After making this speech, Yosef dies, and the parsha concludes by telling us that "they embalmed him and put him in a coffin in Egypt." Many of the commentators point out that, grammatically, the Torah actually says that they put him in THE coffin in Egypt (because it says 'ba'aron' - in THE coffin - rather than b'aron - in A coffin). This indicates, according to the Sforno, that the Israelites kept him in the same coffin in which he was embalmed, rather than burying him in the ground, thereby making it possible for the coffin to be retained and taken up to Israel years later, at the time of the Exodus.

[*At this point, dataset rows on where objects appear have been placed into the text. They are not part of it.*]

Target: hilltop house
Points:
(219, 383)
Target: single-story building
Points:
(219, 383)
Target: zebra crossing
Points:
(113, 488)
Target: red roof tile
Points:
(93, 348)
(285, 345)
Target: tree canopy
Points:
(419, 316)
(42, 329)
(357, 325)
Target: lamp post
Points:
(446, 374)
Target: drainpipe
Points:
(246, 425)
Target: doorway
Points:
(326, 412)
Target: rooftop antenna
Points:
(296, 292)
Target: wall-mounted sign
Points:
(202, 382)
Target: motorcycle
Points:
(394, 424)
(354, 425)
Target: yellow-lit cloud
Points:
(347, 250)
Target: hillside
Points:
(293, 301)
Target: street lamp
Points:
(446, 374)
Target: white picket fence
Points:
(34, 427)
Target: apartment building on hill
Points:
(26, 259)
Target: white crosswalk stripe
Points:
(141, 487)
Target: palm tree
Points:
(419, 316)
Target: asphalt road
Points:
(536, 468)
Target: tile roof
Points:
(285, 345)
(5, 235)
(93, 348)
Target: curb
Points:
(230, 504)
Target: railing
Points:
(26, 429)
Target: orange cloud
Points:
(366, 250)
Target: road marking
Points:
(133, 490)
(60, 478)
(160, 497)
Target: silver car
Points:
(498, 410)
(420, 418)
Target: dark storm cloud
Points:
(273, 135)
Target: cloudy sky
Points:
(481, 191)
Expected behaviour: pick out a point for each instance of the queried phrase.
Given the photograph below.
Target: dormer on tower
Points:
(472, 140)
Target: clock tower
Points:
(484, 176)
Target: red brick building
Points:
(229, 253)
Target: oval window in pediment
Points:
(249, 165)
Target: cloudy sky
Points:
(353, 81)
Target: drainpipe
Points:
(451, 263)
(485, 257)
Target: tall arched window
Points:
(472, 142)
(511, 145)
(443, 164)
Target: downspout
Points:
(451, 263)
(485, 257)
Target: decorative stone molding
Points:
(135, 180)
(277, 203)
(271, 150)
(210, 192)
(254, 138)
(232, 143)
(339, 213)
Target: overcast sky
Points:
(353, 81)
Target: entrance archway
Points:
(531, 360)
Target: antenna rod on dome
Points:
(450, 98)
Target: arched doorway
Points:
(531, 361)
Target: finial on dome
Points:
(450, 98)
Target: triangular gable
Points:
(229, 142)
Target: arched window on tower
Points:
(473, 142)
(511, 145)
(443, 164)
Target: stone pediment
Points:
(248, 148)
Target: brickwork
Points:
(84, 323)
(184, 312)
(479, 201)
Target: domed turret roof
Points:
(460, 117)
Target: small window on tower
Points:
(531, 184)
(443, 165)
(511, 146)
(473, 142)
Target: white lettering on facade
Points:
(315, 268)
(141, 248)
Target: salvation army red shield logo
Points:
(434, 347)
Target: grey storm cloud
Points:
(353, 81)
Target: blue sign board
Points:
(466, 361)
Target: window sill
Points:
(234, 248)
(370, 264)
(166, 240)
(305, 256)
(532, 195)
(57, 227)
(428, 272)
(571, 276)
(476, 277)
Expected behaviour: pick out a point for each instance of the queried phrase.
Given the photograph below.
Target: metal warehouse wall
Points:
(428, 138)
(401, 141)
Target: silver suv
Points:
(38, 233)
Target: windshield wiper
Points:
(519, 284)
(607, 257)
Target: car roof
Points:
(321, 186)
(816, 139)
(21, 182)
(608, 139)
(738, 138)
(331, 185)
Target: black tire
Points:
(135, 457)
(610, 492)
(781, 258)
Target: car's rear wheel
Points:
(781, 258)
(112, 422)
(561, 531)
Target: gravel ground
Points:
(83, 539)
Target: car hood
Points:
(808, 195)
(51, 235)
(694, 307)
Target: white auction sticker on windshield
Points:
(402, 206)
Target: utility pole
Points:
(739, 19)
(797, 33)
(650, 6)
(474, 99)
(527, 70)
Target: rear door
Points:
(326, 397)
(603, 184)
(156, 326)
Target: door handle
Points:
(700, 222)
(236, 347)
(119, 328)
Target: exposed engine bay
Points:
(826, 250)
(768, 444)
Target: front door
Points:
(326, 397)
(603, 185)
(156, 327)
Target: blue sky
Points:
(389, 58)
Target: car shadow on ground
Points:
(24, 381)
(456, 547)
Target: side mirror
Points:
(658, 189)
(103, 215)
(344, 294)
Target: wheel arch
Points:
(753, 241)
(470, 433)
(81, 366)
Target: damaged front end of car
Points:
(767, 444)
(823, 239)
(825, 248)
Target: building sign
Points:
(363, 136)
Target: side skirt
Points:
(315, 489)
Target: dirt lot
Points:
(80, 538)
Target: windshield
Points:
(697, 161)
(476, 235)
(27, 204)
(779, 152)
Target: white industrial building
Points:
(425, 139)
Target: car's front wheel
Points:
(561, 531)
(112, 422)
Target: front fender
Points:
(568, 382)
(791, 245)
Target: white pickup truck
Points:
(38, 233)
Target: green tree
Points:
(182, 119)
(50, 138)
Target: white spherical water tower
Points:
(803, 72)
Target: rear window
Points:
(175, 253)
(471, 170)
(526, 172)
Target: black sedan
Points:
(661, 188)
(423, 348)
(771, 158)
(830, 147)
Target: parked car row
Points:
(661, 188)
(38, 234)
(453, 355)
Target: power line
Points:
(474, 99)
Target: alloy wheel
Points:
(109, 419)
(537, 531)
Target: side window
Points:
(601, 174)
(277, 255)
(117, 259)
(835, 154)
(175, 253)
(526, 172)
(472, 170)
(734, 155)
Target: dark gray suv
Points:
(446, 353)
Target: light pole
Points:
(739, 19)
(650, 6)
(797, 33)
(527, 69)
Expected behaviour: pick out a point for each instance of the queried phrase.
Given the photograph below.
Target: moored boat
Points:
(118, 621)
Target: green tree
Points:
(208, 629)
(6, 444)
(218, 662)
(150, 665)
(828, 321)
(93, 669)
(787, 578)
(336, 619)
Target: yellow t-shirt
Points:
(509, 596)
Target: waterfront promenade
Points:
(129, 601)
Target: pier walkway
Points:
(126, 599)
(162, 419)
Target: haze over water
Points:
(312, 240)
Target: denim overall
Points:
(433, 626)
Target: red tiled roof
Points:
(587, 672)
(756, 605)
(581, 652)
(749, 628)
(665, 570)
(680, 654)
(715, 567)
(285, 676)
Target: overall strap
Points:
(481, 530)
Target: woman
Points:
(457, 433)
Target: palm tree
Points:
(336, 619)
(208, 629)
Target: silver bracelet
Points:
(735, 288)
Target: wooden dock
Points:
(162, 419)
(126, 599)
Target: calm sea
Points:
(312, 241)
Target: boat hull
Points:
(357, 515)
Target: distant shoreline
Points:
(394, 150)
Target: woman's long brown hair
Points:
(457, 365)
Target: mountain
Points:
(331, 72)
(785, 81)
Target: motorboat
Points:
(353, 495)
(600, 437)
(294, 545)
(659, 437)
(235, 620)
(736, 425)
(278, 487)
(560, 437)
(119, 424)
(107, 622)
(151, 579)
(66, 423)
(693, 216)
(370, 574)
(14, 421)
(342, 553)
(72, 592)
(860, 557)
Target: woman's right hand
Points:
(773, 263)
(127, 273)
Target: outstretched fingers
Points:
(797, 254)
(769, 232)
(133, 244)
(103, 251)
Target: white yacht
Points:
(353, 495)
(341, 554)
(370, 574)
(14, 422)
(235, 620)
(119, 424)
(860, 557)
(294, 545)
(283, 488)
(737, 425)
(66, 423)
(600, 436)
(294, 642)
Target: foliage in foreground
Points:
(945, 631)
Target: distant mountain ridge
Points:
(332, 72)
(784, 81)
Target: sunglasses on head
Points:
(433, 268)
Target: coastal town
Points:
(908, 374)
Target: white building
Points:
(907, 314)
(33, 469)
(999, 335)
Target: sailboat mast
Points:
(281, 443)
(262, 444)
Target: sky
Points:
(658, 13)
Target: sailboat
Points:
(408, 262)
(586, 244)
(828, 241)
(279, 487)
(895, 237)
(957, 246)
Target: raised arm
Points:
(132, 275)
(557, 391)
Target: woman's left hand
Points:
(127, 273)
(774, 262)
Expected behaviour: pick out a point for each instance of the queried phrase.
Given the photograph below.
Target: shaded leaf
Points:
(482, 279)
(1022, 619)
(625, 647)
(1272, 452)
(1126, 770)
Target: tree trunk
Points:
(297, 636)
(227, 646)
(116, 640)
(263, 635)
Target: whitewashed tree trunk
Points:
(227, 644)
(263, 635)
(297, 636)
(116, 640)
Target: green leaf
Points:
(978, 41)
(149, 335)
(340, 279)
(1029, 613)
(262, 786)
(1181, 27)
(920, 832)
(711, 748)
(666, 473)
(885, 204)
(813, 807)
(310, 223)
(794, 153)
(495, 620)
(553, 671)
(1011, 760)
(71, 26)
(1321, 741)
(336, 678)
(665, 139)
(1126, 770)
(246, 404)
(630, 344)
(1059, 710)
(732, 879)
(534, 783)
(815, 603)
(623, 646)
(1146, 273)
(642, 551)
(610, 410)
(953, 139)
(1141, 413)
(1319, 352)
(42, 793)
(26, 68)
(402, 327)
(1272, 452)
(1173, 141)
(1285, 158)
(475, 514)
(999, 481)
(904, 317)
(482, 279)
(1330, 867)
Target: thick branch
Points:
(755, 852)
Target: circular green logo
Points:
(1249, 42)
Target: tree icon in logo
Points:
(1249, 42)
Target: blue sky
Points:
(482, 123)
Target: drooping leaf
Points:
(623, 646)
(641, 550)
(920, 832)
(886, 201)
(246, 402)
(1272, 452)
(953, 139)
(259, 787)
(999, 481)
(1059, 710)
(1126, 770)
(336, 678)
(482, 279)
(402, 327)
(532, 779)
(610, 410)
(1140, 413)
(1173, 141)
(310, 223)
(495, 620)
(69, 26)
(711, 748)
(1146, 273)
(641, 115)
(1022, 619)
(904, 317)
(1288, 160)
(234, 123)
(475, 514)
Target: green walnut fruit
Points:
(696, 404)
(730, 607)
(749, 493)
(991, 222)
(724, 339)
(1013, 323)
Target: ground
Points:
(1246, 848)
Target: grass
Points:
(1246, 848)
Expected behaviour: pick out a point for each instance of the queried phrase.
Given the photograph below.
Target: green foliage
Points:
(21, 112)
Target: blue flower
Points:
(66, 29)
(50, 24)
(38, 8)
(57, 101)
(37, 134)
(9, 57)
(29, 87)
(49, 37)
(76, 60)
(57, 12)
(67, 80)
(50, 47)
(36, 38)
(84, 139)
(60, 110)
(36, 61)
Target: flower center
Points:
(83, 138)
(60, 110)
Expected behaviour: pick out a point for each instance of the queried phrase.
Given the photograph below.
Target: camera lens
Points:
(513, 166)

The Ibn Ezra and the Chizkuni point out that "THE coffin" indicates that it was the very one that Yosef had picked out for himself while still alive; unlike his fathers, at whose burials no coffin is mentioned, Yosef arranged one for himself in order to make sure that he would be eventually taken in it, along with his people, up to Israel.

Recently I was in New York, and I took the opportunity to visit the Metropolitan Museum of Art, and spent some time with the Egyptian artifacts. There, one can see mummies and coffins galore, similar to, I imagine, the mummy into which Yosef was turned and the coffin in which he was placed. One of the impressions one gets from looking at a lot of ancient Egyptian artifacts is the apparent dichotomy between the point of their complex burial rights - to accompany and aid the dead person on his journey in the after-life - and the remarkable sense of "this guy ain't goin' nowhere" that one gets when looking at the massive, ancient, unchanging burial coffins and chambers into which these mummies were placed. The burial chambers are just about the most permanent things ever built - deep in the ground, often under tons of rock. In fact, one of the things that struck me at the museum was the irony of seeing all of these Egyptian noblemen and noblewomen who had gone to such great lengths to be buried forever in a very specific place surrounded by very specific things, being gawked at thousands of years later on New York's Museum Mile.

It is interesting in this context to note the subversive and challenging use that Yosef makes of these Egyptian burial customs. He is embalmed (I remember as a kid, when we learned this parsha in school, always getting a creepy feeling when reading that both Yaakov and Yosef were embalmed - mummified - in Egypt. It seemed so goyish!), turned into a mummy, and placed in an Egyptian burial coffin, but not buried, not locked forever into the unchanging Egyptian landscape, as other dead noblemen were. Instead, he is embalmed and placed in a coffin in order to NOT remain forever in Egypt, in order to state clearly that this is not his home, and not his culture, not his final resting place, and that whatever is supposed to happen to those other mummies here in Egypt is not going to be his after-life.

Yosef is embalmed and put in a coffin precisely in order to make the point that his future is not to lie alone, encased under tons of rock and surrounded by other dead people and animals and inanimate objects, to somehow make his solitary journey into the underworld. His future is with the living Jewish people; he will go where they go, to his people's once and future homeland. It is with them, there, in the land where his people have lived and will live once again, that he will find his very un-Egyptian after-life.